Randalia, Iowa is dissolving. What happens next to the town of 50 residents?
Randalia, Iowa is dissolving. What happens next to the town of 50 residents?

Randalia, a town in Iowa with a population of about 50, is no longer classified as a city after its residents moved out of town.

Randalia will join other unincorporated villages in Fayette County, including Oran, Eldorado and Donnan.

The Fayette County Board of Supervisors considered the city’s request over the course of several meetings, including discussions with the state’s City Development Board, according to the board’s meeting minutes.

In June, the state’s Urban Development Board approved the city’s request, which is called a stop-construction order. The move became official on June 30, according to KCRG.

Where is Randalia, Iowa?

Randalia is located in Fayette County in northeast Iowa. It is nearly a three-hour drive from Des Moines and about an hour and a half north of Cedar Rapids.

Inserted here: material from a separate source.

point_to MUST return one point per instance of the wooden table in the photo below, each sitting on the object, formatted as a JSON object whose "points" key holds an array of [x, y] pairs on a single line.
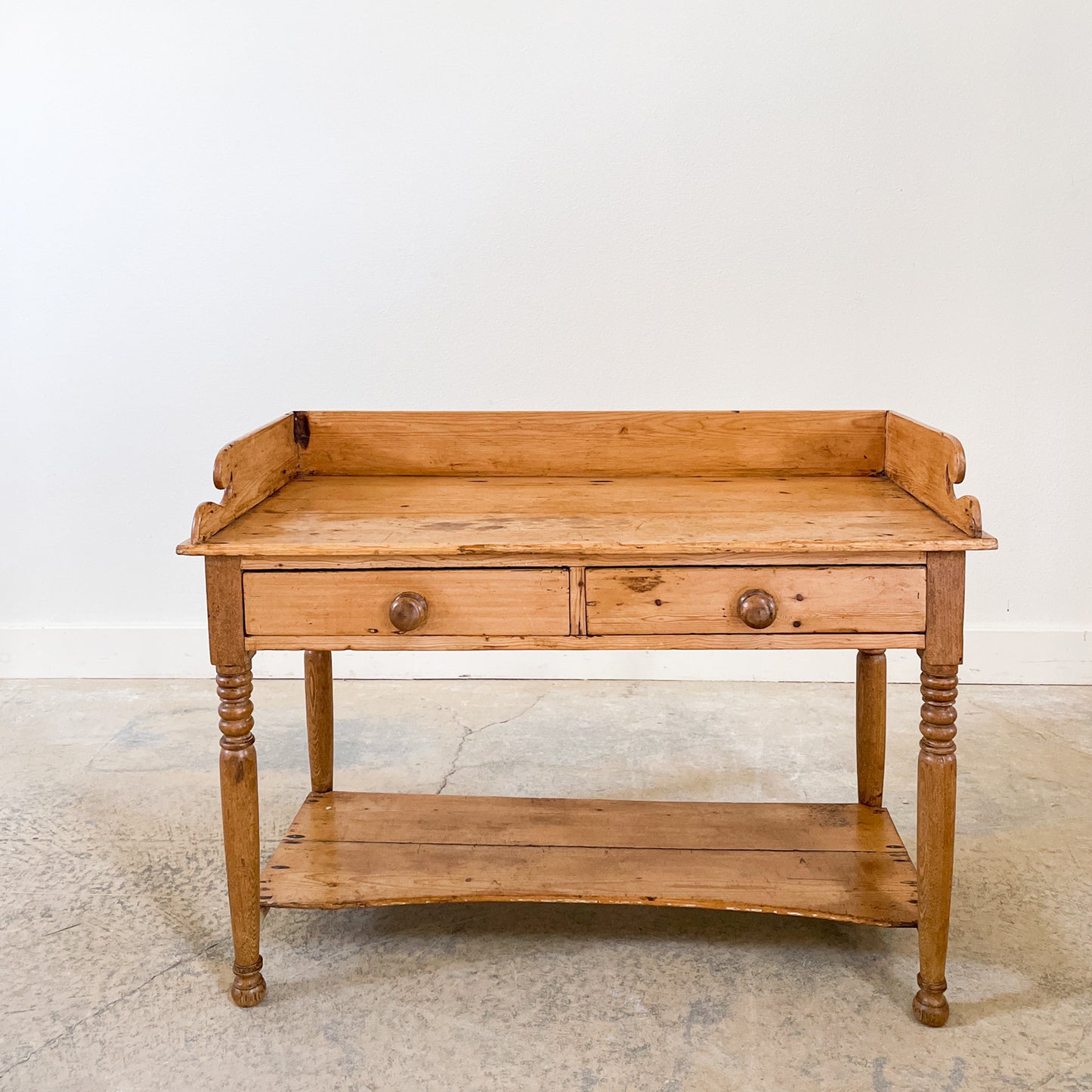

Why did the people of Randalia want to dissolve the municipality?

The responsibility of managing a city has become too much given Randalia’s dwindling population, said Fayette County Councilwoman Janell Bradley.

“After 128 years as a small town in Fayette County, Randalia no longer has to worry about pesky dogs or cats, keeps the streets cleared of snow, and elects a city council – among other responsibilities,” Bradley said in an email to local media and the Register.

The city held an auction that raised about $60,000 to pay off the remainder of a loan for the treatment plant. The funds will also cover the DNR’s water monitoring of the treatment plant. The auction included the sale of the old city hall building and a brick store that was once a dairy. Play equipment from the city park was also sold.

What will happen to city services?

The village no longer needs a town council. Randalia’s sewage treatment plant is overseen by a sanitation district founded by residents.

Fayette County will now manage Randalia’s roads. Snow removal and road maintenance will all be handled by the county, according to Bradley.